WASHINGTON –– Arizona’s attempt to manage its population of undocumented immigrants by stepping into enforcement of federal laws led the Supreme Court April 25 to try to parse where the lines lie between state and federal authority.
During oral arguments in the case Arizona v. United States, questions from the justices focused largely on sections of the 2010 law that require law enforcement officers to investigate the immigration status of anyone they stop for any reason if the officer suspects the person might not be in the country legally.

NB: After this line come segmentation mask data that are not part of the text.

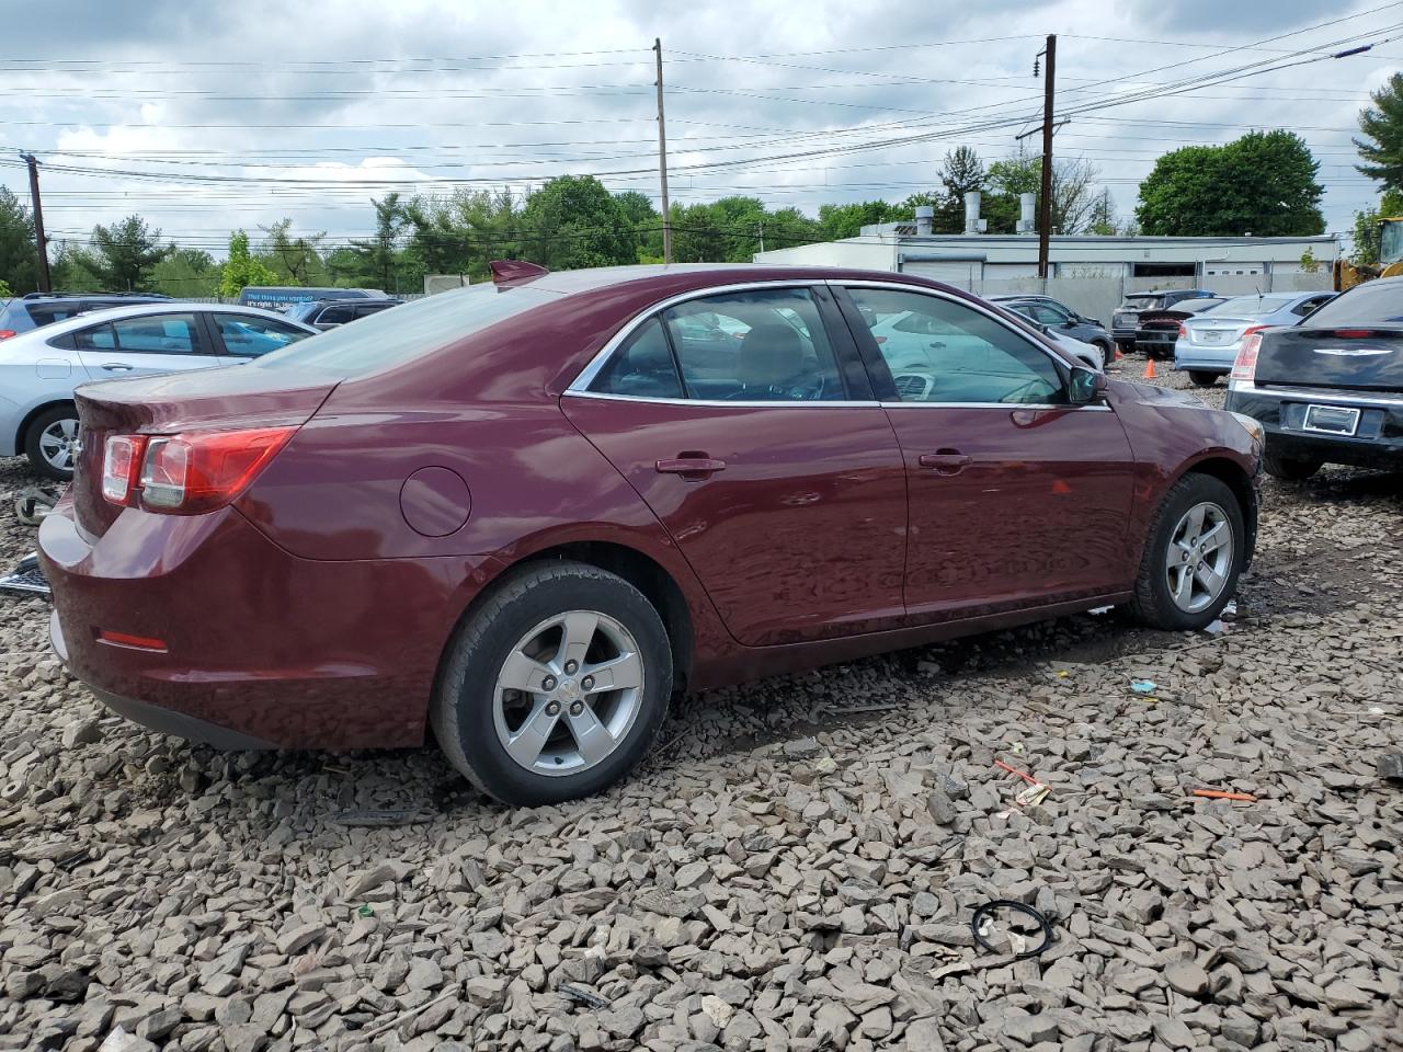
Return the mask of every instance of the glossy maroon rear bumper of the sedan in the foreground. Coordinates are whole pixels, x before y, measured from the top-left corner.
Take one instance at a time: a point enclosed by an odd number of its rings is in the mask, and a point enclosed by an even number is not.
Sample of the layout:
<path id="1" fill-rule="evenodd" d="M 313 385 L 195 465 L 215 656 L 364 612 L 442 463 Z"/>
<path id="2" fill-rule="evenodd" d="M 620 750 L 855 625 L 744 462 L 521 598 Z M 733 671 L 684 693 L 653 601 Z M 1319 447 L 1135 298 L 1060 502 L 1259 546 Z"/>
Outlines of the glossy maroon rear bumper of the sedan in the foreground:
<path id="1" fill-rule="evenodd" d="M 439 656 L 492 562 L 304 560 L 227 508 L 126 509 L 101 539 L 70 516 L 60 502 L 39 527 L 59 656 L 115 711 L 231 748 L 422 743 Z"/>

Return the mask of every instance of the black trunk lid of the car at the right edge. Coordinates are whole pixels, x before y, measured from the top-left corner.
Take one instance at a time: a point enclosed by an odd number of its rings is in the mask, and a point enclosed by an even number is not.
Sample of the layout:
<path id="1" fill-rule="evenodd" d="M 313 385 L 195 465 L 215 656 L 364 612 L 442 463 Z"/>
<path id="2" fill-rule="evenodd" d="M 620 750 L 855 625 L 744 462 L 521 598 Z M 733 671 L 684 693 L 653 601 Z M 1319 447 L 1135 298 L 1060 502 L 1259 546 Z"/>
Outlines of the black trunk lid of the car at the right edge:
<path id="1" fill-rule="evenodd" d="M 1403 391 L 1403 325 L 1268 330 L 1257 353 L 1254 382 Z"/>

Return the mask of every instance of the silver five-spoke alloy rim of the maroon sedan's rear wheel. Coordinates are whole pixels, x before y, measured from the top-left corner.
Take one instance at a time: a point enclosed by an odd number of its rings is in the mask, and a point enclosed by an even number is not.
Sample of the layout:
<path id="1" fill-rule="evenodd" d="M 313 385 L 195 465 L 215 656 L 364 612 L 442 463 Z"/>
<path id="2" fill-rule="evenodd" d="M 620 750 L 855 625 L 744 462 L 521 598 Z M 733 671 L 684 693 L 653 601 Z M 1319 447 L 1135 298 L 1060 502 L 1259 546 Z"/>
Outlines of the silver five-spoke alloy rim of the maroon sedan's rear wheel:
<path id="1" fill-rule="evenodd" d="M 535 774 L 579 774 L 627 738 L 643 706 L 633 634 L 593 610 L 549 617 L 508 652 L 492 692 L 497 738 Z"/>

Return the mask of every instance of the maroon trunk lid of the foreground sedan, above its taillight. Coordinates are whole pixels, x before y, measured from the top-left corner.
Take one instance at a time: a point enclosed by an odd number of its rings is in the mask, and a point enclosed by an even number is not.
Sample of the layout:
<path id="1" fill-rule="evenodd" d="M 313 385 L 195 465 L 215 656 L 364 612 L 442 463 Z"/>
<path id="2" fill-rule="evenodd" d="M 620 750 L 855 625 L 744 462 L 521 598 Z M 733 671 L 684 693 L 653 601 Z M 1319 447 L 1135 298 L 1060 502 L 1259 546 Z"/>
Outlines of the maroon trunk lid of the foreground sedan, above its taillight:
<path id="1" fill-rule="evenodd" d="M 229 367 L 83 384 L 74 391 L 83 443 L 72 488 L 79 525 L 101 536 L 122 511 L 102 498 L 109 435 L 299 426 L 338 382 L 323 372 Z"/>

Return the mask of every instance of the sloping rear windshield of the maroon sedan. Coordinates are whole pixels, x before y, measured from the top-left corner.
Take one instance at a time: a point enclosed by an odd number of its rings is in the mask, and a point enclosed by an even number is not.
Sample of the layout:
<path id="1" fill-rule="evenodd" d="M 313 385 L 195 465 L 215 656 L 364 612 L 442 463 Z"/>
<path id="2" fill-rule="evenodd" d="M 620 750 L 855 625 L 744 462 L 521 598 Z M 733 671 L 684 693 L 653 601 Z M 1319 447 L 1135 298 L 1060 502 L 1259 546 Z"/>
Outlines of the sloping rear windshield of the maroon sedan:
<path id="1" fill-rule="evenodd" d="M 473 285 L 382 310 L 264 355 L 248 369 L 286 366 L 363 376 L 412 360 L 556 299 L 543 289 Z"/>

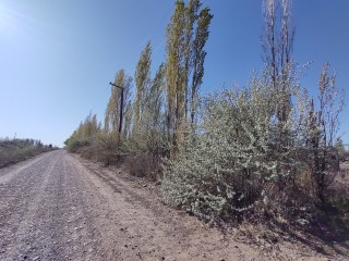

Central to the case being made in oral arguments by Arizona’s attorney, former U.S. Solicitor General Paul Clement, was his repeated insistence that the state is not seeking to do anything more than enforce federal laws that the U.S. government isn’t managing. He argued that the law provides only for possible immigration law violators to be held to give the federal government the chance to step in and prosecute them.
“There is no interference with enforcement priorities by simply giving the federal government information on which to bring their enforcement priorities to bear,” Clement said.
Clement also suggested that the provision making it a state crime to seek work without government authorization was no more than an extension of what Congress did in imposing sanctions on employers who hire undocumented workers.
Meanwhile, outside the court, a multi-day prayer vigil sponsored by faith-based organizations evolved into a news conference, then into a rally on the sidewalk and a protest walk around the court building.
Four provisions of the law were challenged by the Obama administration, under the argument that immigration laws and enforcement are the purview of the federal government and that Arizona’s law, S.B. 1070, takes that federal authority unto itself. All four challenged provisions have been blocked pending court review.
Solicitor General Donald B. Verrilli, arguing for the Justice Department, disputed Clement’s attempts to portray the Arizona law “as an aid to federal immigration enforcement,” saying “the very first provision of the statute declares that Arizona is pursuing its own policy of attrition through enforcement and that the provisions of this law are designed to work together to drive unlawfully present aliens out of the state.”
Questions from the justices suggested some strong doubts about the arguments being made by both sides. Justice Antonin Scalia proposed that perhaps Arizona should have the right to close its borders to all immigrants if it chooses. And Justice Sonia Sotomayor warned Verrilli to stop trying to make the same point about it being wrong for the state to require all law enforcement officers to cooperate in the immigration effort. “You can see it’s not selling very well.”
Sotomayor at another point seemed to be trying to help Verrilli emphasize that the 10-minute background check that Clement described was for some people much more complicated. People who lack the kind of documentation of legal status required by the law may still be in the country legally, Verrilli noted.
“If you have come into the country unlawfully, but you have a pending application for asylum, a pending application for temporary protective status because you would have to be removed to a country to which you can’t be removed because of the conditions in the country,” Verrilli said, “if you have a valid claim for relief under the Violence Against Women Act based on your treatment, if you have a valid claim for relief because you are a victim of human trafficking, if you have a valid claim for relief because you are the victim of a crime or a witness to a crime, all of those persons are in technical violation” of federal law, but entitled to remain in the country.
S.B. 1070 served as a model for laws passed by other states in the past couple of years, adding to the importance being placed on the outcome of this case. The Supreme Court’s ruling on these four provisions is unlikely to resolve even that state’s situation completely, however, as evidenced by Chief Justice John Roberts’ opening question to Verrilli, clarifying that the federal government’s case is not based on racial or ethnic profiling claims. Verrilli confirmed that. But that area of litigation still could reach the high court through other challenges.
The court heard the case without the participation of Justice Elena Kagan, who recused herself, presumably because she was U.S. solicitor general when the administration decided to sue Arizona over S.B. 1070. Without a ninth vote among the court, a 4-4 ruling would mean that lower court rulings blocking these provisions would stand.
At the news conference before the hearing, several Arizonans spoke, including 75-year-old Jim Shee, a plaintiff in the case who said he and his Japanese-American wife never leave home without their passports now, because of being stopped for questioning since the new law passed. Dulce Matuz, 27, president of the Arizona DREAM Act Coalition, is a recent Arizona State University graduate who said her real estate license was revoked because she’s not in the country legally. She was recently named one of Time Magazine’s 100 Most Influential People.
Cardinal Roger M. Mahony, retired archbishop of Los Angeles, said he and other religious leaders were there “because we see our immigrant brothers and sisters in a difficult situation.” He said many children have told him they start each morning in fear – worried that their parents might be picked up over immigration status and never come back.
“We can’t have that kind of fear,” he said.